By @intalentive - 5 months
Is the AVX2 implementation using the full 256-bit register width? If so, I am surprised that it is only 14% faster than SSE. If not, I would like to see how the results compare with the rest of the tests.
By @xoranth - 5 months
General questions for gamedevs here. How useful is SIMD given that now we have compute shaders on the GPU? If so, what workloads still require SIMD/why would you choose one over the other?
By @noelwelsh - 5 months
> This is a bit ironic because on x64 all math is SIMD math, it is just inefficient SIMD math.

I don't understand this statement at the end of the article? Can anyone explain? TIA.

By @CreepGin - 5 months
I really appreciate the write-up and showing the most important code snippets.

Intuitively, this feels like a narrower version of using Z-order curve.

By @ccppurcell - 5 months
This is a total longshot but my PhD and research has been in graph algorithms including colouring, and I'm looking for a career change. If anyone has any advice at all (roles or companies that use these skills, tools to learn, etc) I'd be very interested.

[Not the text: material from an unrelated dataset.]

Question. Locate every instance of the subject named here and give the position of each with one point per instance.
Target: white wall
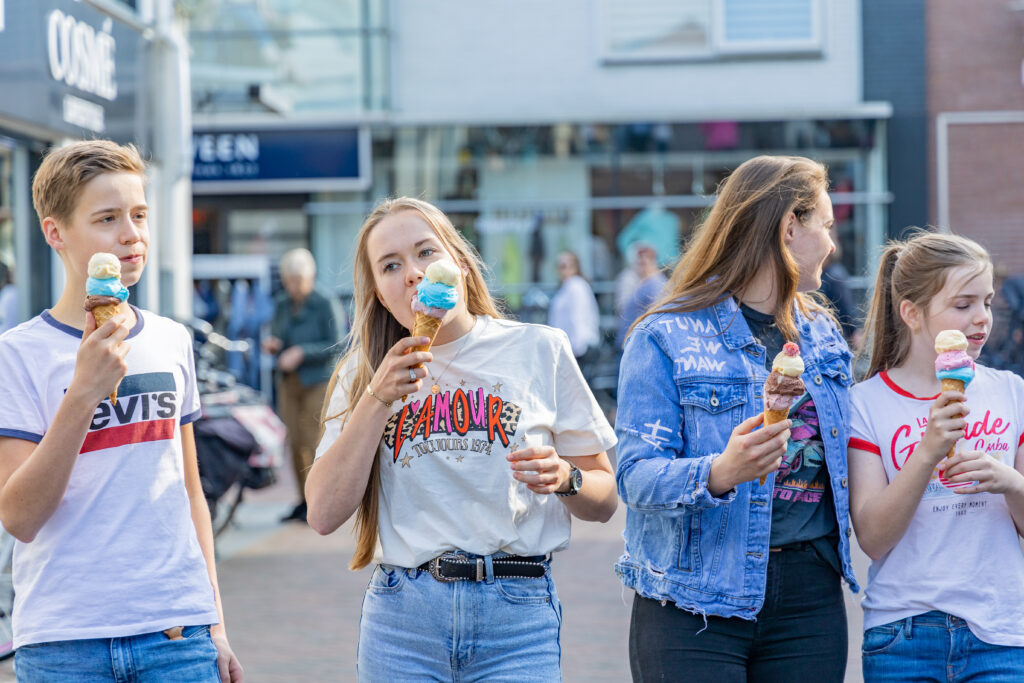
(501, 60)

Caveats: my knowledge is mostly theoretical (eg proving np-hardness or algorithm existence results) but I'm very good at thinking algorithmically. I have only hobbyist programming skills but I am a fast learner. Thanks!

By @baq - 5 months
> The Apple M2 smokes!

I was about this surprised when I made a jupyter notebook with a few gigs of numbers shuffled around and xgboosted and after I was done prototyping on an M1 Air and ran it on my serious box (a 12700k) it was actually slower, and noticeably.

By @vkazanov - 5 months
The other problem with simd is that in modern cpu-centric languages it often requires a rewrite for every vector width.

And for 80% of the cases by the point there is enough vectorizable data for a programmer to look into simd, a gpu can provide 1000%+ of perf AND a certain level of portability.

So right now simd is a niche tool for super low-level things: certain decompression algos, bits of math here and there, solvers, etc.

And it also takes a lot of space on your cpu die. Like, A LOT.